A large proportion of accessions shows no within-accession diversity. In such a case it is not sensible trying to estimate the within-accession diversity for each accession separately with great accuracy. In most cases the within-accession diversity will be estimated as zero even if the number of individuals is increased. A sensible strategy would be to estimate the within-accession diversity by the proportion accessions of which the individuals show differences, on the basis of small number of individuals. A value of two would be a good suggestion.

Cross-fertilising species naturally exhibit a much larger within-accession diversity than found in this study. In such case, estimation of the within-accession diversity may require another approach with more than two plants per accession and based on the proportion of pairs of different individuals per accession. The proportion P of pairs of individuals that are different with regard to a marker is equal to

$$ P = 2F{\left( {N - F} \right)}/N^{2} , $$

where F and N denote the number of individuals carrying a band and the total number of individuals in an accession, respectively.

In this study, the majority of AFLP markers have band frequencies close to zero or unity. An intrinsic property of these markers is that they contribute very little to the within-accession diversity. Moreover, they are more vulnerable to typing errors than markers with band frequencies around 0.5. The effect of errors can be reduced by selecting markers with a band frequency between 0.3 and 0.7 within the group of accessions considered.

The principal component analysis shows that lettuce types are different with regard to band frequency for a number of AFLP markers, i.e. the markers with high absolute loadings. Since within-accession diversity is directly linked to band frequency, this means that markers may contribute differently to the average within-accession diversity of different lettuce types. It should be noticed that usually markers with loadings close to zero are markers with average band frequencies close to zero or unity in the entire group of accessions.

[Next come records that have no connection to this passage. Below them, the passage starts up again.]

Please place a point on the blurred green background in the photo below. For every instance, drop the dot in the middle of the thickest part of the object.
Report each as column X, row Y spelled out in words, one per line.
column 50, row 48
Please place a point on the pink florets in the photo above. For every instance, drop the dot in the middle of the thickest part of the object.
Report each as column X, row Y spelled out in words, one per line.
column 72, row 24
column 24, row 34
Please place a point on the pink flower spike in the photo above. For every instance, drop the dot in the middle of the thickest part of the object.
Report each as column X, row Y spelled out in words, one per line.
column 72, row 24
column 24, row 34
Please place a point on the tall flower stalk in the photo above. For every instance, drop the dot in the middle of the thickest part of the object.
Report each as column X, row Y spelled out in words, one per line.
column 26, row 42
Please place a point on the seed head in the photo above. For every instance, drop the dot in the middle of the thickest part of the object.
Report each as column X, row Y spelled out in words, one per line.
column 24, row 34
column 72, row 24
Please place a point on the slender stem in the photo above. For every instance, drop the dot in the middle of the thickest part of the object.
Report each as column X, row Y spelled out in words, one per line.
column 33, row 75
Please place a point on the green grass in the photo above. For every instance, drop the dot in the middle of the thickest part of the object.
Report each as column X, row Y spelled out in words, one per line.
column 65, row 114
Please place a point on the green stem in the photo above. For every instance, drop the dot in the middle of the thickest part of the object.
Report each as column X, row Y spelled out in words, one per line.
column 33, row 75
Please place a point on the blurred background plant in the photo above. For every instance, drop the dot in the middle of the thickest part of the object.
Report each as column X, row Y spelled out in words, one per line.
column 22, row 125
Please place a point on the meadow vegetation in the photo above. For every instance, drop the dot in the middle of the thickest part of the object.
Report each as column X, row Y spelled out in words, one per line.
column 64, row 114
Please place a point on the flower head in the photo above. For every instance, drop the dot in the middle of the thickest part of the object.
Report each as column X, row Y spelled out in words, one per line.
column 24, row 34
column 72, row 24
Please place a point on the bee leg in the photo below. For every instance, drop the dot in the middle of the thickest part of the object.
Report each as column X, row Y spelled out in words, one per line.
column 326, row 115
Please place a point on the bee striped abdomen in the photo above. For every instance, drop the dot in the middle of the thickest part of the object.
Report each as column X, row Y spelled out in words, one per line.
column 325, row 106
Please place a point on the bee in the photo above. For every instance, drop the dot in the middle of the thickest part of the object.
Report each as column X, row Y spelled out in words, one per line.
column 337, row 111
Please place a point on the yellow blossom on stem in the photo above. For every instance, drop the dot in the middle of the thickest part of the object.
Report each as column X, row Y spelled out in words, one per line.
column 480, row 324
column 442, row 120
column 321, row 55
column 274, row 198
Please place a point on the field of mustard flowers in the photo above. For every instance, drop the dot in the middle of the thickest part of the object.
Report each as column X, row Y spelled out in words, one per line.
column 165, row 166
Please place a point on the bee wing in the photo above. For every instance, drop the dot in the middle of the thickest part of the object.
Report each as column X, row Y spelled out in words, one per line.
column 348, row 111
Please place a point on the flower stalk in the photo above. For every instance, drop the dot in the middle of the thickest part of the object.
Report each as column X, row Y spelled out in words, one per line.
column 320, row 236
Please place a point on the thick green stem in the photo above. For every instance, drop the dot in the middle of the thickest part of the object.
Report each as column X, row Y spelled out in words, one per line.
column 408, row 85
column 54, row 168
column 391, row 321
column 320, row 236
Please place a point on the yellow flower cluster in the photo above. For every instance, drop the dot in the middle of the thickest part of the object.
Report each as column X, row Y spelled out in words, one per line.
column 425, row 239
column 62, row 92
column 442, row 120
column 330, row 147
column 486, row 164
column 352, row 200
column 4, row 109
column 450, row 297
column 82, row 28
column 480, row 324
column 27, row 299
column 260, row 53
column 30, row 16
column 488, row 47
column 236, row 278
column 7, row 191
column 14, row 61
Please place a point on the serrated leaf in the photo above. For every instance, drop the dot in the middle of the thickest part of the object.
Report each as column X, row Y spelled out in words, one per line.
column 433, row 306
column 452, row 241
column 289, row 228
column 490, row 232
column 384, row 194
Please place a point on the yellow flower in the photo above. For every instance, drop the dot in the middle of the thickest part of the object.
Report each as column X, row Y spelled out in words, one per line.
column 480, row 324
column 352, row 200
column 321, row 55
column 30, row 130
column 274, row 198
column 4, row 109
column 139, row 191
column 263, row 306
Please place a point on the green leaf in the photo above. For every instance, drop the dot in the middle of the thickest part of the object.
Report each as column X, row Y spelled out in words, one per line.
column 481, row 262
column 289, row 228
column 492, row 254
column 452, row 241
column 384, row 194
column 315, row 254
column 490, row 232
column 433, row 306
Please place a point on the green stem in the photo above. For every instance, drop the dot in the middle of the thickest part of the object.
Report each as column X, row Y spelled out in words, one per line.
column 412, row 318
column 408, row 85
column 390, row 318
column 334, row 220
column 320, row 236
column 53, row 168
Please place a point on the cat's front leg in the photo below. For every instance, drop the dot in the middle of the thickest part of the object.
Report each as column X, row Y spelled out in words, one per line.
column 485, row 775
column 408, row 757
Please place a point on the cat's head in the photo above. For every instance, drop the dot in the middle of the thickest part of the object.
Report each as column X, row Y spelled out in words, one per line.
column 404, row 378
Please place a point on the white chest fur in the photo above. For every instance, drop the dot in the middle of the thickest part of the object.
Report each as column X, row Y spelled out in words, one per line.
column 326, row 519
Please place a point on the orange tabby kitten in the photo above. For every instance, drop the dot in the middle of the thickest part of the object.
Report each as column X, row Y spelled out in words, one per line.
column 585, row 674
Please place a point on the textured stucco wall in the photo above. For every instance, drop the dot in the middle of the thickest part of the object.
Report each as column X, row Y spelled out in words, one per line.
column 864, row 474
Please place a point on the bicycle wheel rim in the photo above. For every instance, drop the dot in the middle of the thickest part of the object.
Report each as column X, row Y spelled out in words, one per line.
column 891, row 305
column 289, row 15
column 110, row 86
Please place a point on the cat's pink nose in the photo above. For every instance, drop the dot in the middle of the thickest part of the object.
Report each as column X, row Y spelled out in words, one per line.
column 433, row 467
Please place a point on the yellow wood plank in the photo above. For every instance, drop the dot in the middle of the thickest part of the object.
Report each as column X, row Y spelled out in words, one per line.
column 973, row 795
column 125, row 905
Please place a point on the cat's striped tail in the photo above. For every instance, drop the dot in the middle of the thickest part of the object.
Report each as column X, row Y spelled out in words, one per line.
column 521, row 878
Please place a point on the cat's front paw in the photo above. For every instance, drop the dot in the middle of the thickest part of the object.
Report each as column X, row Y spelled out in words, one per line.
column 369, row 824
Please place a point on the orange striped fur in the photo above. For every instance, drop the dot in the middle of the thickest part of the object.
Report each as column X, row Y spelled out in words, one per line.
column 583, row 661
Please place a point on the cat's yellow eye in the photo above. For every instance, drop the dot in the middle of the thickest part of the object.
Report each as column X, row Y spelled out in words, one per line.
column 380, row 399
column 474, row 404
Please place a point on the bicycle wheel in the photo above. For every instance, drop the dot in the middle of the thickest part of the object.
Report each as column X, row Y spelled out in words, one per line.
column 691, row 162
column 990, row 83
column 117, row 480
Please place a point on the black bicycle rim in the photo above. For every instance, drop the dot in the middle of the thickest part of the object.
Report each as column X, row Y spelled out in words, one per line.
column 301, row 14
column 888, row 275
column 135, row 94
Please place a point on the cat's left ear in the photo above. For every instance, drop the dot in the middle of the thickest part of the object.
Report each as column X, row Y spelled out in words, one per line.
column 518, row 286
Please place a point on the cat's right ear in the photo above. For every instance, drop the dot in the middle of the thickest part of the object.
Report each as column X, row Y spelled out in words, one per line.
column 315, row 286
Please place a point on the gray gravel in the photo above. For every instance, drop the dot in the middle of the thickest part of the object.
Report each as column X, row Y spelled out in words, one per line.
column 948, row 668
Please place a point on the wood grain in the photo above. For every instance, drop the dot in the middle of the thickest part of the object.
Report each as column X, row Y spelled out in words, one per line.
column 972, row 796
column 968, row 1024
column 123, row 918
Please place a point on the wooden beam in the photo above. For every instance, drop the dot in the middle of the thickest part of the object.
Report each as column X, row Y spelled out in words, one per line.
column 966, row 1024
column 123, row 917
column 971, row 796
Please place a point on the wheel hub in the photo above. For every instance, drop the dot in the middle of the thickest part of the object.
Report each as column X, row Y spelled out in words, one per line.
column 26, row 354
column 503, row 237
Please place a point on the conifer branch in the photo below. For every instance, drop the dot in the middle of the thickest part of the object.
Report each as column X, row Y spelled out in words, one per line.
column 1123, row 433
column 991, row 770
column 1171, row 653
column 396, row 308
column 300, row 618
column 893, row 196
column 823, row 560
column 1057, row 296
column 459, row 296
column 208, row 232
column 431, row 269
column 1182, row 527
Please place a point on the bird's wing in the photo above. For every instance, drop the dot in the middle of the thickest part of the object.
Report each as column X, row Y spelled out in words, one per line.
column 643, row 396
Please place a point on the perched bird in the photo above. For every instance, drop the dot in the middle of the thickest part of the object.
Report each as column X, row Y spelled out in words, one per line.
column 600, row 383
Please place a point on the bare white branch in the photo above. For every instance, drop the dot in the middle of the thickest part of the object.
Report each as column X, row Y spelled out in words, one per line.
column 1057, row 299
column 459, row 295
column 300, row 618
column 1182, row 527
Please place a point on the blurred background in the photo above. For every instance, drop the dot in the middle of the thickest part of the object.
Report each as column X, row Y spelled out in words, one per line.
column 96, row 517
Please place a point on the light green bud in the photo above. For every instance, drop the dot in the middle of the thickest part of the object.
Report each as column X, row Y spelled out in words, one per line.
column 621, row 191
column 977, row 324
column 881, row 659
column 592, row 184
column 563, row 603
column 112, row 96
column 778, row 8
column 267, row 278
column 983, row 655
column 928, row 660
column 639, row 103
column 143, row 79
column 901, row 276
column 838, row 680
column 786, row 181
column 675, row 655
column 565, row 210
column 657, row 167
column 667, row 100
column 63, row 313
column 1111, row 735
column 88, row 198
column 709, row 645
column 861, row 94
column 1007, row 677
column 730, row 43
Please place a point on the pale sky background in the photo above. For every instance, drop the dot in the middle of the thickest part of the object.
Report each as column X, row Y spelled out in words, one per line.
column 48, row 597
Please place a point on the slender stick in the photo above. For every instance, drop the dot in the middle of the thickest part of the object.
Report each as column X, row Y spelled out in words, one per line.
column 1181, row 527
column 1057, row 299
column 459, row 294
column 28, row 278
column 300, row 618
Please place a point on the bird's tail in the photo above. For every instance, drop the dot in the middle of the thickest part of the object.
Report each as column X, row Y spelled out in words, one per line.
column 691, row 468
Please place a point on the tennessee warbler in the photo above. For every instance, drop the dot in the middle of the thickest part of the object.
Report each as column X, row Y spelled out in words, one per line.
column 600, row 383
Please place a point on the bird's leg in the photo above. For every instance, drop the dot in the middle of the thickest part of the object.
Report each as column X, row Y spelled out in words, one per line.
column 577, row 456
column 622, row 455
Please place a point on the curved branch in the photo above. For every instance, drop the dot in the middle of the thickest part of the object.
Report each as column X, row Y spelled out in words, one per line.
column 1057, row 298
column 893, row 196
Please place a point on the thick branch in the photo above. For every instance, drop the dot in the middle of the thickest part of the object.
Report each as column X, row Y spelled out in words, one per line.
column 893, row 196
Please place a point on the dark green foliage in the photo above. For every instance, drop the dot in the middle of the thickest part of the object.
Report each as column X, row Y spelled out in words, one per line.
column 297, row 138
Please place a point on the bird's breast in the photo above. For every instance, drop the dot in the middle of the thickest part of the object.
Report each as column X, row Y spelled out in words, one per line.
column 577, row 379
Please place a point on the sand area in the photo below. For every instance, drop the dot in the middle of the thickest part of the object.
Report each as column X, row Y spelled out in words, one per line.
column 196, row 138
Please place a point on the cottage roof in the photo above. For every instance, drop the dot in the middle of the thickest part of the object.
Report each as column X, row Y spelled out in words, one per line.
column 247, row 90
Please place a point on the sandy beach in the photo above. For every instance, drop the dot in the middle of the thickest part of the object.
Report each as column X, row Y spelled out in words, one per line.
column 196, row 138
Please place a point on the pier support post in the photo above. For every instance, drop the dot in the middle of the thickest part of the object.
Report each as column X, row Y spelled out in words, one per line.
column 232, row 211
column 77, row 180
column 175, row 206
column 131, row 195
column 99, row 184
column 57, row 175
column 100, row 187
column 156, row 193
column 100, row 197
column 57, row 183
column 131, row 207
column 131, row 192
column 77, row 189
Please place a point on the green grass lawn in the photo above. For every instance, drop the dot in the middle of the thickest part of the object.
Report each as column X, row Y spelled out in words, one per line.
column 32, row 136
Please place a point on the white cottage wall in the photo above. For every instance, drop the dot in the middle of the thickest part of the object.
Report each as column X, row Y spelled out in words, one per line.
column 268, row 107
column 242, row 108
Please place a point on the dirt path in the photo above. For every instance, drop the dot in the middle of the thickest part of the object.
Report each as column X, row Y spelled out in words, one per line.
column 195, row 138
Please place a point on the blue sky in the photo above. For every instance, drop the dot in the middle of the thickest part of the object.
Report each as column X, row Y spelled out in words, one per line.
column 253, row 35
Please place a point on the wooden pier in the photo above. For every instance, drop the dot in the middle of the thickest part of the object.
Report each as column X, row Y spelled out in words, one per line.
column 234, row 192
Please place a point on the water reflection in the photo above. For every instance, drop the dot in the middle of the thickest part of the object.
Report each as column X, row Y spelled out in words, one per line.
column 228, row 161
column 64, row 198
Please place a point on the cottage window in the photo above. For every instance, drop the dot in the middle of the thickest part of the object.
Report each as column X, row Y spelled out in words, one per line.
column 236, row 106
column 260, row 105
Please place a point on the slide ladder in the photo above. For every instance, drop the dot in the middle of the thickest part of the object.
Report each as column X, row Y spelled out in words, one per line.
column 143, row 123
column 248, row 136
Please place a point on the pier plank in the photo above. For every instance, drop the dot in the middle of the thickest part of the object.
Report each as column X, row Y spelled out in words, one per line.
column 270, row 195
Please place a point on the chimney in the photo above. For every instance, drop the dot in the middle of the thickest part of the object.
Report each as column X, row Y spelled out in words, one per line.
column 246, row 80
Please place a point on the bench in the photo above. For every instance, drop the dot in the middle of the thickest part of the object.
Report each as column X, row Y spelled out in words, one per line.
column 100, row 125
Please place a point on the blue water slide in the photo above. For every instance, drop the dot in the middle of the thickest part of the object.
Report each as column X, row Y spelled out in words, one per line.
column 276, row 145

The methods described in this paper can be applied using standard statistical software. However, general application of the methods would require further testing of the model on data from other self-fertilising species, e.g. barley.

The accessions of lettuce considered in this paper exhibit very little within-accession diversity. An important problem for genebank curators is whether they want to maintain these low levels of within-accession diversity in future generations. Regeneration of accessions would inevitably require large numbers of plants.